Exmos. Senhores,
O reclamante (meu filho) foi aliciado por uma funcionária do clube Fitness UP! Benfica, de seu nome Vânia Guerreiro, para aderir ao um plano de PT que consistiria numa valor mensal de 200€. A mesma funcionária procedeu à cobrança de um total de 147€ naquela mesma data, 29-03-2024, e informou que o próximo débito ocorreria diretamente na conta pelo total de 200€ no final do mês seguinte. Este plano incluiria 6 treinos de 30 minutos a cada 15 dias. O primeiro pagamento foi efetuado ao balcão aquando da contratação do serviço, altura em que não foi facultado qualquer documento escrito que informasse os moldes da contratação (não foi entregue cópia de contrato).
O reclamante usufruiu de duas aulas com PT, e noutras tentativas de marcação houve indisponibilidade da mesma.

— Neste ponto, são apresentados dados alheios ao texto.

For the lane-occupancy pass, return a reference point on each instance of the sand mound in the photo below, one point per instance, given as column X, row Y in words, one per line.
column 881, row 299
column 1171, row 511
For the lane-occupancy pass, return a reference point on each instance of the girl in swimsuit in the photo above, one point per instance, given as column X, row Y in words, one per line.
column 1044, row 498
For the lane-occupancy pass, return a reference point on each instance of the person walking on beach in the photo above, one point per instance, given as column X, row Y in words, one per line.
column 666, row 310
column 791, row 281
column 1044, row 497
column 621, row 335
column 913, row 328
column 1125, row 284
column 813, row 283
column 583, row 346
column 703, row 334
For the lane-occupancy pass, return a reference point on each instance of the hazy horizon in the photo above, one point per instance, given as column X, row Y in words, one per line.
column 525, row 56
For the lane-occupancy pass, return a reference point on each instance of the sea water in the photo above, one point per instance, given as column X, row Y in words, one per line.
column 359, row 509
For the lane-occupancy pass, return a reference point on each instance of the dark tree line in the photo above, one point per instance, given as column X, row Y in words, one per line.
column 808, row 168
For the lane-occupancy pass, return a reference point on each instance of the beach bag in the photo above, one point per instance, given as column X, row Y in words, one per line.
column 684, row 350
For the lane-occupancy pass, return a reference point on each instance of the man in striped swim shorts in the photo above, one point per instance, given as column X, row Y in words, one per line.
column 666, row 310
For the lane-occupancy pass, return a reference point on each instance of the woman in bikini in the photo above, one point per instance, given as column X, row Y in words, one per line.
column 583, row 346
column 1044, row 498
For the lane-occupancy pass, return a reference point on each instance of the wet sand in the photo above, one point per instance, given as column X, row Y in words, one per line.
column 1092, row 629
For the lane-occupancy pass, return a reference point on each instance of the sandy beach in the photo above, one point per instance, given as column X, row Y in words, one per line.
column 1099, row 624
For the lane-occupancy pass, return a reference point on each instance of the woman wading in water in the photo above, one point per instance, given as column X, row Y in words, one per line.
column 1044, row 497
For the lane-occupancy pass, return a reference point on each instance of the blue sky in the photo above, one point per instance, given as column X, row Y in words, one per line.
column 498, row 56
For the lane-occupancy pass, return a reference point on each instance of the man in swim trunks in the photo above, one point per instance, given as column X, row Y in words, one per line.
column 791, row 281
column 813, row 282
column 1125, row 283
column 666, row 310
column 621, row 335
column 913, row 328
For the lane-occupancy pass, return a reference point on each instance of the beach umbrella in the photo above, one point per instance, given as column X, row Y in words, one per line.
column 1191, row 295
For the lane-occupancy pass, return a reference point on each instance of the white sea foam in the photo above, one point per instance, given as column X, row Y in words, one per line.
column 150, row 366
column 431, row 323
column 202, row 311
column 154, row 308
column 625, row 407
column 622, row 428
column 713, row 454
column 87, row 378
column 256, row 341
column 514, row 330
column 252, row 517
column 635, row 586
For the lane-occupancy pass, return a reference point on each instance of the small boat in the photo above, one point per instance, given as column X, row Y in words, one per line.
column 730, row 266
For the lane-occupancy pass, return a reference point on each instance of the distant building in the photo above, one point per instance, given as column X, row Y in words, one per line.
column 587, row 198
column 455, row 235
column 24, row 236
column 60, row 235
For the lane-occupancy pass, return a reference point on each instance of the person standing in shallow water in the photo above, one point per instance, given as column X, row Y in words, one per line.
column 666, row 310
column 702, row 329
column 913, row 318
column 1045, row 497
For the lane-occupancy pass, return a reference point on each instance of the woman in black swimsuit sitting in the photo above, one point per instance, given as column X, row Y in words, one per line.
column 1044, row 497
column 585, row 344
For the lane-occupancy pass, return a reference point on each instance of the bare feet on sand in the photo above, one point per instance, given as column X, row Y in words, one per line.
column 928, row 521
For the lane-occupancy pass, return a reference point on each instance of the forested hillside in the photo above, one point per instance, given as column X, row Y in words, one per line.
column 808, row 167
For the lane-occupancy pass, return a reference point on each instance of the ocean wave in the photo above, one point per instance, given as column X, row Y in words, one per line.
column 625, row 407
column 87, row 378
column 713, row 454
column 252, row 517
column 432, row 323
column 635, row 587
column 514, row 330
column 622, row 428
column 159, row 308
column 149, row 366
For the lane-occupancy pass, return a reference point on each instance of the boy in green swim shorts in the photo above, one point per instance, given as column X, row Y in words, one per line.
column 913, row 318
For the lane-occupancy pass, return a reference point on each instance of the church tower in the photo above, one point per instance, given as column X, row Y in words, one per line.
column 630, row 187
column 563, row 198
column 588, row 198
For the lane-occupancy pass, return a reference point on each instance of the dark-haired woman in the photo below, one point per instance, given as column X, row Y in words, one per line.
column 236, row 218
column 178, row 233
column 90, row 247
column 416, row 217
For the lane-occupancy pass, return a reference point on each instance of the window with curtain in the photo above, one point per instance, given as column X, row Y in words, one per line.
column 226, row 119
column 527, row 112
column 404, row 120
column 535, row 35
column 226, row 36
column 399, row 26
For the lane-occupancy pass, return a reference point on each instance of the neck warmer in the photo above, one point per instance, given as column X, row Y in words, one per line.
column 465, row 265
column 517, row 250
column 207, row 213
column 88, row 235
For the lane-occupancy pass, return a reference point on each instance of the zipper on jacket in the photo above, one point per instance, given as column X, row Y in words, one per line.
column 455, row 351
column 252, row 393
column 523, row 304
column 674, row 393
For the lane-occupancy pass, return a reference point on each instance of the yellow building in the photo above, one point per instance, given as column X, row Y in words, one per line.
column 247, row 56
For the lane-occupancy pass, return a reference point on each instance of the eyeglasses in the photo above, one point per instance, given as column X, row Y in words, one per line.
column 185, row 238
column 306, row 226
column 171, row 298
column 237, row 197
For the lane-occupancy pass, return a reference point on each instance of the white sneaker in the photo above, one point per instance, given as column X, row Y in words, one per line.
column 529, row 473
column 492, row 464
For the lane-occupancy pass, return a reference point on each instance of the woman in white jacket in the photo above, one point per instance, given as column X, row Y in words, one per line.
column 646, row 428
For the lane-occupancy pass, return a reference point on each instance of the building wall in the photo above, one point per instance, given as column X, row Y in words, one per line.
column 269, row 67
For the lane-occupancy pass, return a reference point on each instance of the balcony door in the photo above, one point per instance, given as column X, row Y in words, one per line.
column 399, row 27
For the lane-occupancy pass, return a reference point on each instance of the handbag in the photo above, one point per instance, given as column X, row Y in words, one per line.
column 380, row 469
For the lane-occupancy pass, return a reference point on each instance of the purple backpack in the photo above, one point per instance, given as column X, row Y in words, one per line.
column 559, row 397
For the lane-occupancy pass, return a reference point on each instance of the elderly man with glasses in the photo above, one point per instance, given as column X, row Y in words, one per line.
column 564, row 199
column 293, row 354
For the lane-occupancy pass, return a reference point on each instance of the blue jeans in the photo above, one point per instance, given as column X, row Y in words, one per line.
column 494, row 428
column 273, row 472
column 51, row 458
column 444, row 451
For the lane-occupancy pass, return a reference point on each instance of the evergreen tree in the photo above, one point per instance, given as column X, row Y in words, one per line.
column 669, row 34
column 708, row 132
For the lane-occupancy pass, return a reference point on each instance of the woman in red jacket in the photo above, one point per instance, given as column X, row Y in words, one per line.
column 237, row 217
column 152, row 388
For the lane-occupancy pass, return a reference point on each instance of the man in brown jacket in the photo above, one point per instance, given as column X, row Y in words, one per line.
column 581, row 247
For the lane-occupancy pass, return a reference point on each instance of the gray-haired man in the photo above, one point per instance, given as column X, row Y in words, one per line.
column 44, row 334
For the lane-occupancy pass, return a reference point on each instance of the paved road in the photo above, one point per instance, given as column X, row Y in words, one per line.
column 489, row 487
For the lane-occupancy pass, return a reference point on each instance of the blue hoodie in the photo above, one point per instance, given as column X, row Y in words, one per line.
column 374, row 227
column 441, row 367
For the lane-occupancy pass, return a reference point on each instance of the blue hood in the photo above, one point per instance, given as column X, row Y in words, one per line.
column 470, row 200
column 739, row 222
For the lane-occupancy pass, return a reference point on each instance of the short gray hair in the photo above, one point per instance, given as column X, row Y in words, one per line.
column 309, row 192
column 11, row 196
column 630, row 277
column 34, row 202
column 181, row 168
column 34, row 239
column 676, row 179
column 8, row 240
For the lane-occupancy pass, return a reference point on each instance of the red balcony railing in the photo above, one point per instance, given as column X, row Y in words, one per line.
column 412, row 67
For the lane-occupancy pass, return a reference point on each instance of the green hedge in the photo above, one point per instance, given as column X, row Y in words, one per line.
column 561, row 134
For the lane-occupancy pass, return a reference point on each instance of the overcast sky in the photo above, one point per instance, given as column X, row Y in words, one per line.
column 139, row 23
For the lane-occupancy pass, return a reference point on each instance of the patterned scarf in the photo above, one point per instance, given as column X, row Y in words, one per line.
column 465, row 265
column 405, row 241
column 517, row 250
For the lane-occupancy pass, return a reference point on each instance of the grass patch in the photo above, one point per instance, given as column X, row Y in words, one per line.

Neste momento, a PT em causa já não trabalha para o ginásio.
No dia 05 de Abril - uma semana depois - houve a tentativa de débito em conta no total de 160€ - em nada coerente com as informações prestadas.
Em contato com o clube, o reclamante é informado de que o valor diz respeito à segunda quinzena (???) do serviço de PT. Neste exato momento, e em uso do período de reflexão na contratação de serviços ao balcão, foi solicitado o cancelamento.
A partir daí, através de contatos por Whatsapp, em que nunca foi solicitada qualquer formalização escrita, houve a tentativa de dissuadir o reclamante em manter o serviço - que não é de todo compatível com a sua condição financeira. E como nenhum destes contatos resultou num tratamento devido da situação, os valores continuaram em dívida e, por consequência o sócio foi impedido de frequentar as instalações do ginásio - mesmo que sem serviço de PT.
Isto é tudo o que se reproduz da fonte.